33. Indie film gives everyone a shot at greatness. Even if you’re a first time director, producer, cinematographer, or screenwriter you have the unique opportunity to succeed (or fail) to get your work out there. There aren’t many jobs out there that will hire you just because you have a dream and want to see it realized. Indie film provides a platform for novices to cut their teeth.
34. Film in general has always been something that has brought people together. Independent film is no different with the exception that you can “discover” a good indie film. Sometimes it’s a little gem hiding in your local video rental store, or something a friend just says you have to see. But these cult hits are generally indie, and generally have a lot more staying power (like EVIL DEAD for instance) than a typical Hollywood release.
35. Being an indie filmmaker means having control over the end result of your film. Where a Hollywood film will have ten writers, several producers and co-producers, an executive producer thrown in for good measure, and a ratings board that determines what is right or wrong for an audience, independent filmmakers generally have the final say over their own movies. Occasionally they will be prodded to make a sacrifice on their film if it finds distribution, but aside from that the artistic vision is pure.
36. Filmmakers can choose whether or not to focus on creative or commercial aspects of their careers. You can either make art or make a product (or both). You can be an artist or an entrepreneur (or both), and be respected just as much for either decision. Where Hollywood sees only the bottom line, indie film sees beyond the box office.
37. Independent film will continue to succeed because indies have always been the true innovators.
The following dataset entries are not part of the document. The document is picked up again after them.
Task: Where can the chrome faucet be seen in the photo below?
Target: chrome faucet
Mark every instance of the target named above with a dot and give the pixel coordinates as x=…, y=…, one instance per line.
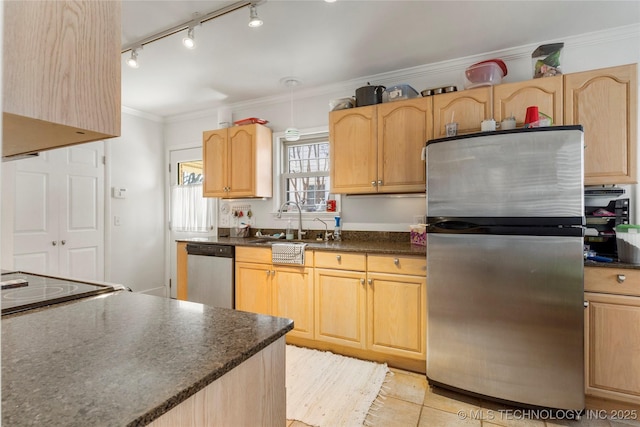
x=279, y=215
x=327, y=236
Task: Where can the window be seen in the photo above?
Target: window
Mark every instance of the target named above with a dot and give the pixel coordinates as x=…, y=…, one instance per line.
x=305, y=177
x=190, y=212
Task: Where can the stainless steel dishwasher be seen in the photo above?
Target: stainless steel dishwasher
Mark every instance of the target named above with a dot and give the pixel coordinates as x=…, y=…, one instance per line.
x=210, y=274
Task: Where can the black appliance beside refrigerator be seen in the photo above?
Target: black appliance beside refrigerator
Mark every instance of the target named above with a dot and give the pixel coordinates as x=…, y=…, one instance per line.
x=505, y=215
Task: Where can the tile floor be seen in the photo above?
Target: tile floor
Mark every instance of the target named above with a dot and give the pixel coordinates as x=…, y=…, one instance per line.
x=411, y=402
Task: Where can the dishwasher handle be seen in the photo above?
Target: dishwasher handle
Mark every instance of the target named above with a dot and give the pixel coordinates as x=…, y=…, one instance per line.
x=223, y=251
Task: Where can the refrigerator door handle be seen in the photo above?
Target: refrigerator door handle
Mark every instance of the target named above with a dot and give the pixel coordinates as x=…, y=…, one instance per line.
x=451, y=227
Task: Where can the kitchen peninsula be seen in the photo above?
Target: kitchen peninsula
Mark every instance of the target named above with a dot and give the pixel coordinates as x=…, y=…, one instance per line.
x=126, y=359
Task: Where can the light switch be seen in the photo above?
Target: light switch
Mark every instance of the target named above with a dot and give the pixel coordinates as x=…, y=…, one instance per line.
x=119, y=193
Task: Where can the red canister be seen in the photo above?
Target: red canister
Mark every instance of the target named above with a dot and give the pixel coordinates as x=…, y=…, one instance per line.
x=532, y=115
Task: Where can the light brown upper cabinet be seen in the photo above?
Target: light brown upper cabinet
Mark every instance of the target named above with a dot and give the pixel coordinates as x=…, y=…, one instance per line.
x=468, y=108
x=238, y=162
x=512, y=99
x=61, y=74
x=376, y=149
x=605, y=103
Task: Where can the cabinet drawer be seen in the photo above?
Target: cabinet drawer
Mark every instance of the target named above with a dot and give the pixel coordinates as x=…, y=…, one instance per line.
x=621, y=281
x=416, y=266
x=251, y=254
x=340, y=260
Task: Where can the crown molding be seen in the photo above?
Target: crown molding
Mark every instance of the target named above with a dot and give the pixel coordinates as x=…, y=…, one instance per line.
x=142, y=114
x=422, y=71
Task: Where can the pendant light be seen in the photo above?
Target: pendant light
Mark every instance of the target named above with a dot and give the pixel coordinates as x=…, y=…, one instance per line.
x=291, y=133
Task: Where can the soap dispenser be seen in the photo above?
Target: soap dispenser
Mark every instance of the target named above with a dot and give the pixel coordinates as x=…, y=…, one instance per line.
x=289, y=232
x=337, y=234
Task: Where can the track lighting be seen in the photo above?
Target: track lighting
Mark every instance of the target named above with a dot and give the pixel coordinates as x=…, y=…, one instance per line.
x=132, y=61
x=189, y=41
x=254, y=19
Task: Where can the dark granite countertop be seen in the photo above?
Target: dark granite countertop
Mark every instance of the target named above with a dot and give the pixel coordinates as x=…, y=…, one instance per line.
x=378, y=246
x=122, y=359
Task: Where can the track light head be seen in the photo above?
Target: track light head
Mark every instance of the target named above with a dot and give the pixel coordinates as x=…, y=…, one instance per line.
x=254, y=19
x=189, y=41
x=132, y=61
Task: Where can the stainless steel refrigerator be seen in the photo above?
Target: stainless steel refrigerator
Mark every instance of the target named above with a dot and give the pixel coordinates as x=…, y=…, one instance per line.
x=505, y=214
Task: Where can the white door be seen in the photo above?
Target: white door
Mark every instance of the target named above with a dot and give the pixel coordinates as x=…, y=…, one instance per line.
x=184, y=164
x=59, y=213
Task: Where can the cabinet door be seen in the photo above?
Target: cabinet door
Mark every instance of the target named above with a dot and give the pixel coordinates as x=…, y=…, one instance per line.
x=241, y=161
x=214, y=155
x=293, y=298
x=397, y=306
x=352, y=150
x=512, y=99
x=604, y=102
x=340, y=307
x=468, y=108
x=612, y=346
x=253, y=287
x=62, y=80
x=403, y=130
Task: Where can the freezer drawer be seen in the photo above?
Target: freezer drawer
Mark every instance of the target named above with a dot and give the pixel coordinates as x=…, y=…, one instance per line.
x=505, y=317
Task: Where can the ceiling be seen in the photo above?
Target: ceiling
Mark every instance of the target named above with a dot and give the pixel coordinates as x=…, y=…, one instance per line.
x=323, y=43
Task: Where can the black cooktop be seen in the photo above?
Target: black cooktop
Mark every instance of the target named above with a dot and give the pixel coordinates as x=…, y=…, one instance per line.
x=24, y=291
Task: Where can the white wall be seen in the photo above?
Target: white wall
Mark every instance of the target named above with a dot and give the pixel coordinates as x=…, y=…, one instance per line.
x=135, y=249
x=583, y=52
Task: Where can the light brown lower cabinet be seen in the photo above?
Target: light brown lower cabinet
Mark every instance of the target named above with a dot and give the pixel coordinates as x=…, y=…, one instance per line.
x=277, y=290
x=361, y=305
x=612, y=338
x=379, y=306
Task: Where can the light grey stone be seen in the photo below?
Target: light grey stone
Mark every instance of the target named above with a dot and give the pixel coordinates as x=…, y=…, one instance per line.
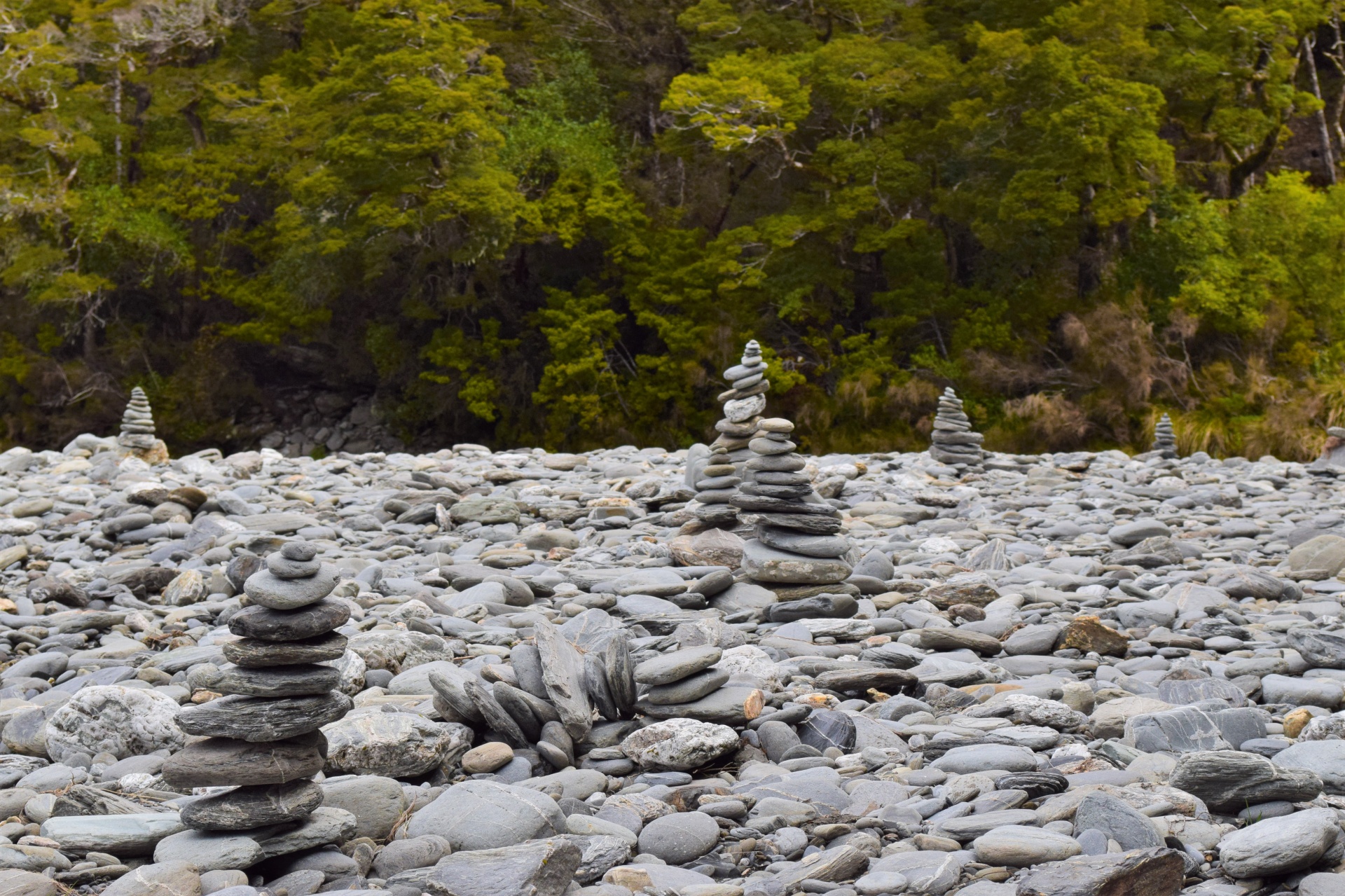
x=481, y=814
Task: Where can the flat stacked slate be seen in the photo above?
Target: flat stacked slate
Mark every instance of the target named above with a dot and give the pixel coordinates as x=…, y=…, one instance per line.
x=798, y=540
x=137, y=429
x=743, y=406
x=1165, y=440
x=263, y=733
x=953, y=441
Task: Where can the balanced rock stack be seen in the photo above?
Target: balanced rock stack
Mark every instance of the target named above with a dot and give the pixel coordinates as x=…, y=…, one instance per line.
x=1165, y=441
x=798, y=540
x=137, y=431
x=743, y=406
x=953, y=440
x=263, y=735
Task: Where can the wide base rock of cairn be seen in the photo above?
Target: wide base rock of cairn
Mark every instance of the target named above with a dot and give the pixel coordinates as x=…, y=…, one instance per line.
x=137, y=431
x=263, y=735
x=953, y=441
x=743, y=406
x=798, y=541
x=1165, y=441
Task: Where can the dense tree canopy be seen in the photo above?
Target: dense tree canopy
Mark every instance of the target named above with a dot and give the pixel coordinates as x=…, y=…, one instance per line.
x=556, y=221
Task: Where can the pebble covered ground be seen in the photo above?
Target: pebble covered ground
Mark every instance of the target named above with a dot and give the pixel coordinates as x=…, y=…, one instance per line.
x=523, y=673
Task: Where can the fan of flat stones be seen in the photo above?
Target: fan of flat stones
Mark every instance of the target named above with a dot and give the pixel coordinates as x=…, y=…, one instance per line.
x=483, y=673
x=953, y=441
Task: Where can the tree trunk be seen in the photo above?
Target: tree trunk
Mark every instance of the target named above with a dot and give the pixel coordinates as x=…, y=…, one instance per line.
x=1324, y=134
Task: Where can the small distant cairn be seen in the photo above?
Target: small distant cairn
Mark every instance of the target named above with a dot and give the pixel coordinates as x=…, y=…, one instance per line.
x=137, y=431
x=953, y=441
x=722, y=475
x=1165, y=440
x=1333, y=453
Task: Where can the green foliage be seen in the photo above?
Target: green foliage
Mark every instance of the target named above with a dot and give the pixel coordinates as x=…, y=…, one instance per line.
x=556, y=223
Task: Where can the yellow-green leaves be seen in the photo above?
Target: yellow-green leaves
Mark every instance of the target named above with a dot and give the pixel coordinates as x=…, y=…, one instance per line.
x=748, y=102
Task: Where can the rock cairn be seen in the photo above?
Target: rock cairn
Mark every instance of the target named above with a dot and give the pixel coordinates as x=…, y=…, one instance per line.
x=1165, y=441
x=137, y=431
x=743, y=406
x=798, y=540
x=264, y=731
x=953, y=440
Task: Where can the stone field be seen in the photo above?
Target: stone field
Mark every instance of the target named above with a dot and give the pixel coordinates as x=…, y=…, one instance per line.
x=733, y=670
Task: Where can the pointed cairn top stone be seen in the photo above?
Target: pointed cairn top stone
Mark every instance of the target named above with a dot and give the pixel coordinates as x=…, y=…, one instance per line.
x=1165, y=440
x=953, y=440
x=743, y=406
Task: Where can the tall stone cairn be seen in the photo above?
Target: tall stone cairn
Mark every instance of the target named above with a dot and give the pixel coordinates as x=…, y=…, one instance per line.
x=719, y=479
x=263, y=733
x=137, y=431
x=1165, y=440
x=953, y=441
x=798, y=540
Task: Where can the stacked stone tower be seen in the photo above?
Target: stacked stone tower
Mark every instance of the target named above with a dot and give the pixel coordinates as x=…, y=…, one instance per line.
x=263, y=735
x=953, y=441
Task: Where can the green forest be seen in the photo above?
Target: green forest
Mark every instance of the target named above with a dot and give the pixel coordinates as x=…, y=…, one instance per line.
x=555, y=222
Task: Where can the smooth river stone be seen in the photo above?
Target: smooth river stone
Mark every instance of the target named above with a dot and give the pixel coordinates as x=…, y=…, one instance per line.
x=222, y=761
x=258, y=720
x=253, y=653
x=283, y=681
x=291, y=593
x=768, y=564
x=689, y=689
x=247, y=808
x=803, y=544
x=272, y=625
x=678, y=665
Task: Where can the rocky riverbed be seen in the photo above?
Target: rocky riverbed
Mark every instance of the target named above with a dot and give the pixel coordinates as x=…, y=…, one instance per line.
x=537, y=675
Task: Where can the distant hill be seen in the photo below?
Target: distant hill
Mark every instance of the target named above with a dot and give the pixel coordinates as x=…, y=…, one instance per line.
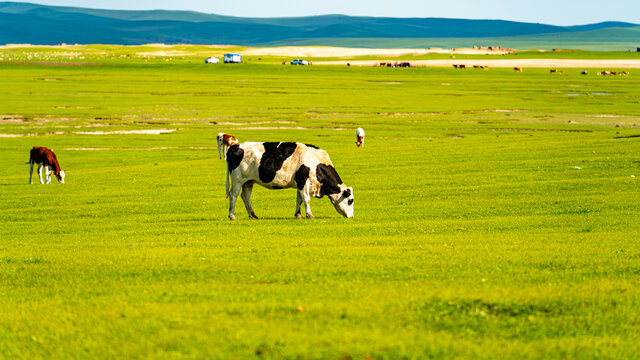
x=47, y=25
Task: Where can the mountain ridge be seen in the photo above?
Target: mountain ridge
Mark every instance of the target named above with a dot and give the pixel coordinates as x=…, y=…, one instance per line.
x=48, y=25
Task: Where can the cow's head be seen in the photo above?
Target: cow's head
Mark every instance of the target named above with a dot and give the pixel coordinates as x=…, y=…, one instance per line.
x=331, y=185
x=343, y=201
x=60, y=176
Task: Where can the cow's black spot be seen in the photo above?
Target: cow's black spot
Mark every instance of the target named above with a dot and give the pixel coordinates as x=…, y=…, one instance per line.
x=302, y=175
x=329, y=179
x=274, y=155
x=234, y=156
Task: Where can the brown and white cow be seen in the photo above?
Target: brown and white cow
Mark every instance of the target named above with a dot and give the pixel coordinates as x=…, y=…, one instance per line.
x=280, y=165
x=224, y=141
x=45, y=158
x=360, y=137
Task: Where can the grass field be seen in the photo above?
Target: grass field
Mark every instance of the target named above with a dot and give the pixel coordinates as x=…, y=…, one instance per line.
x=496, y=213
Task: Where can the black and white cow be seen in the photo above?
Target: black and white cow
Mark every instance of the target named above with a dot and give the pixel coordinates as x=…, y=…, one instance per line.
x=280, y=165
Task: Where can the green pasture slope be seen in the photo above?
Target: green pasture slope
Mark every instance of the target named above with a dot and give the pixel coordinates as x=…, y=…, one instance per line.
x=496, y=213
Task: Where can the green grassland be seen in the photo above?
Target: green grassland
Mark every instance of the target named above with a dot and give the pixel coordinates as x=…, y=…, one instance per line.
x=496, y=213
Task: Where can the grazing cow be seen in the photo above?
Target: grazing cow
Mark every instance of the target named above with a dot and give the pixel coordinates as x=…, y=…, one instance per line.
x=279, y=165
x=45, y=158
x=360, y=137
x=224, y=141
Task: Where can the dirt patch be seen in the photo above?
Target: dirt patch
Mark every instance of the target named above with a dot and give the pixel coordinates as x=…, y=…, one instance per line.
x=507, y=63
x=607, y=116
x=407, y=114
x=288, y=128
x=126, y=132
x=144, y=149
x=227, y=123
x=53, y=63
x=540, y=130
x=326, y=51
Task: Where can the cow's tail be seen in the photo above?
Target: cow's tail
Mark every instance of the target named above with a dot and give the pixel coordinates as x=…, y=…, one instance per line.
x=227, y=185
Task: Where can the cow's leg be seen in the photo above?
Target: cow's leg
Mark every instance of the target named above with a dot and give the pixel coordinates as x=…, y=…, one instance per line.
x=233, y=196
x=298, y=203
x=47, y=173
x=40, y=173
x=246, y=198
x=306, y=198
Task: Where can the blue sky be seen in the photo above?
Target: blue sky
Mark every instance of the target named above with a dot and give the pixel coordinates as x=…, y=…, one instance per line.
x=556, y=12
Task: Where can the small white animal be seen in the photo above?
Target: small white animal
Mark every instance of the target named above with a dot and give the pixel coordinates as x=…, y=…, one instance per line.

When one door was closed to an indie, they have always paved the way for others to work around the barriers and obstacles that the institutions and conglomerates have placed in front of them. When Edison consolidated all of the theaters, indie filmmakers went door to door with their films, and made other arrangements to get their movies seen.
This list is not meant to give filmmakers a pass, or somehow tell them that they can sit on their festival laurels. In fact there has not been a more pressing time in the last twenty years of indie history for filmmakers to get out there and hustle for their art, and for their careers. The truth is that there are many roads left unpaved, and it is going to be up to the indie community to pave them. The current generation of respected filmmakers won’t be around forever, and you are the new auteurs. You have to understand both the art and business of making films if you have any intention of being in the film INDUSTRY. We all have a long way to go, and we’ll get there, but we all have to take the first step into that larger world.